College Basketball
Ga State coach Hunter leaving to take over at Tulane
College Basketball

Ga State coach Hunter leaving to take over at Tulane

Updated Mar. 4, 2020 11:08 p.m. ET

ATLANTA (AP) — Less than 48 hours after Georgia State was eliminated from the NCAA Tournament, Ron Hunter decided Sunday to leave the Panthers to become Tulane's coach.

Best known for tumbling to the court after his son hit a game-winning shot in the 2015 tournament, Hunter told The Associated Press that he had received other offers in the past but thought this was perhaps his final chance to make a move.

Georgia State's season ended with an 84-55 loss to Houston on Friday. Hunter met the following day with Tulane officials for four hours and quickly realized it was time to move on after coaching the Panthers for eight seasons.

"I wanted to sleep on it," he said in a telephone interview. "When I woke up this morning, I knew."


Hunter plans to head to New Orleans on Monday, with a formal introduction to come the next day. His decision was first reported by the Atlanta Journal-Constitution.

The 54-year-old Hunter takes over a Tulane men's basketball program that fired Mike Dunleavy after the Green Wave failed to win a game in the American Athletic Conference. He has no doubts that he'll be able to turn things around, though he couldn't resist a joke about the low expectations.

"I'll be a rock star if we win four games next year," Hunter said with a laugh.

The biggest factor in leaving Georgia State, a sprawling school in downtown Atlanta that has struggled to carve a niche in the city's crowded sports scene, was its membership in one of those obscure leagues that never gets more than one NCAA Tournament bid.

Hunter's best team in Atlanta may have been his 2013-14 squad, which went 17-1 in the Sun Belt Conference but lost the final of the league tournament in overtime, forcing the Panthers to settle for a spot in the NIT.

The American, on the other hand, landed four teams in this year's NCAA field: Houston, Cincinnati, UCF and Temple.

"I'm tired of one-bid leagues," said Hunter, who faced the same predicament in his previous head coaching job at IUPUI, a member of the Mid-Continent Conference and Summit League during his tenure. "That's very frustrating to me. You can win your league, but you have one bad weekend (at the conference tournament) and you've got no chance. It doesn't matter what you do all year. That was getting old for me. I wanted to get to a multi-bid league."

Tulane presents similar challenges to the ones he faced at Georgia State and IUPUI, a school in Indianapolis where he coached from 1994-2011.
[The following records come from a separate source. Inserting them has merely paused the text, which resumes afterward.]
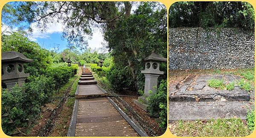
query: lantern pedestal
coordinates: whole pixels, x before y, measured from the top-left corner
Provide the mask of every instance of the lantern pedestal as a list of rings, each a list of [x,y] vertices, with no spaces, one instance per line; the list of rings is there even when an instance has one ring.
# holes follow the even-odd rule
[[[167,59],[152,53],[145,58],[137,60],[145,62],[145,70],[141,70],[141,73],[145,76],[145,83],[143,96],[139,97],[138,100],[134,100],[134,102],[145,111],[148,112],[149,106],[148,105],[147,98],[155,92],[157,79],[160,75],[163,74],[163,71],[159,70],[160,63],[167,61]]]

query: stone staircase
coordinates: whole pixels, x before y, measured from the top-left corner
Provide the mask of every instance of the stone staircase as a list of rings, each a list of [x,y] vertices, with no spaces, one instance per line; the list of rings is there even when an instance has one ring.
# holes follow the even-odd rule
[[[111,104],[113,101],[107,96],[88,68],[82,70],[67,136],[136,137],[139,135],[137,132],[142,132],[140,135],[148,136],[137,126],[134,128],[134,123],[128,123],[128,117]]]
[[[108,93],[97,85],[97,81],[87,68],[84,70],[82,68],[82,70],[75,94],[76,99],[100,98],[108,96]]]

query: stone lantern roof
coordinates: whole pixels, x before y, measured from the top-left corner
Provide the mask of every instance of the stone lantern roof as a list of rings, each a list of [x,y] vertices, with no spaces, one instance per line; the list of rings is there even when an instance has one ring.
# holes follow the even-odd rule
[[[139,62],[142,61],[154,61],[159,62],[166,62],[167,61],[167,59],[165,58],[162,56],[155,54],[154,52],[152,52],[150,55],[144,59],[137,59]]]
[[[32,62],[32,59],[29,59],[24,55],[16,51],[2,52],[2,62],[18,62],[21,63]]]
[[[70,60],[70,59],[68,59],[67,61],[66,61],[67,63],[71,63],[72,62]]]

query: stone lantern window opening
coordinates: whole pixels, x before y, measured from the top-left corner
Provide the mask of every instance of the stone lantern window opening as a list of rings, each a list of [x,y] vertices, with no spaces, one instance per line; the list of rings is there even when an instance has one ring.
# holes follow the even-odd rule
[[[103,62],[103,61],[101,59],[101,60],[99,60],[99,67],[100,68],[102,68],[102,66],[103,66],[102,63],[103,62]]]
[[[66,62],[67,63],[67,66],[69,66],[69,67],[70,67],[70,66],[71,66],[71,62],[72,62],[72,61],[70,60],[70,59],[67,59],[67,61],[66,61]]]
[[[13,72],[14,72],[14,70],[16,68],[14,67],[14,65],[12,64],[9,64],[6,67],[7,72],[9,73],[11,73]]]
[[[11,88],[16,84],[21,86],[29,76],[29,73],[24,73],[23,64],[32,61],[16,51],[2,52],[2,84],[5,84],[7,89]]]
[[[134,102],[145,111],[149,110],[147,104],[147,97],[155,92],[157,88],[157,79],[163,74],[163,71],[160,71],[160,65],[161,62],[166,62],[167,59],[154,52],[144,59],[138,59],[139,62],[144,62],[145,69],[141,73],[145,76],[144,92],[143,95],[140,96],[138,100],[134,100]]]
[[[18,65],[18,71],[19,71],[19,72],[22,72],[23,71],[23,66],[22,66],[22,65],[19,64]]]

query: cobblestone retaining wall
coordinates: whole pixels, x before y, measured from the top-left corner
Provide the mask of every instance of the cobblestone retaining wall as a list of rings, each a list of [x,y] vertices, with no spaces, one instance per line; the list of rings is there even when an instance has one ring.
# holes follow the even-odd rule
[[[169,68],[254,67],[254,32],[231,28],[169,29]]]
"They were both programs in major cities that had struggled," Hunter said. "That's something I'm very comfortable with. I like taking programs that most people don't believe can win. I know when I took the Georgia State job, people thought I was crazy."

He faces quite a rebuilding job at Tulane.

The Green Wave hasn't been to the NCAA Tournament since 1995, hasn't had a winning season since 2012-13, and went 24-69 the last three years under Dunleavy, including an 8-46 mark in conference play.

"It's not like I'm nervous about it," Hunter insisted. "I feel better about Tulane than when I first started at Georgia State."

He posted a record of 171-95 at Georgia State, leading the Panthers to three NCAA appearances and six 20-win seasons.

"Coach Hunter is a winner in every respect," Tulane athletic Director Troy Dannen said Sunday evening. "We are thrilled to bring his leadership to our campus and the city of New Orleans."

Hunter's tenure at Georgia State will always be remembered for a game four years ago, when he coached in the tournament with a cast on his left leg after rupturing an Achilles tendon while celebrating the team's victory in the Sun Belt Tournament.

The 14th-seeded Panthers rallied from a 12-point deficit and stunned third-seeded Baylor when R.J. Hunter hit a long 3-pointer with 2.7 seconds remaining for a 57-56 upset. Confined to a rolling stool on the sideline, the elder Hunter sprawled on the court in jubilation when the shot went through — a March Madness moment that is still shown on the tournament's highlight reel.

"That changed my life. That changed my family's life. That changed my son's life," Hunter said. "That one shot did so much."

Now, he's ready to create some new memories in the Big Easy.

"Actually, I'm shocked they haven't won," Hunter said. "I know we can win there."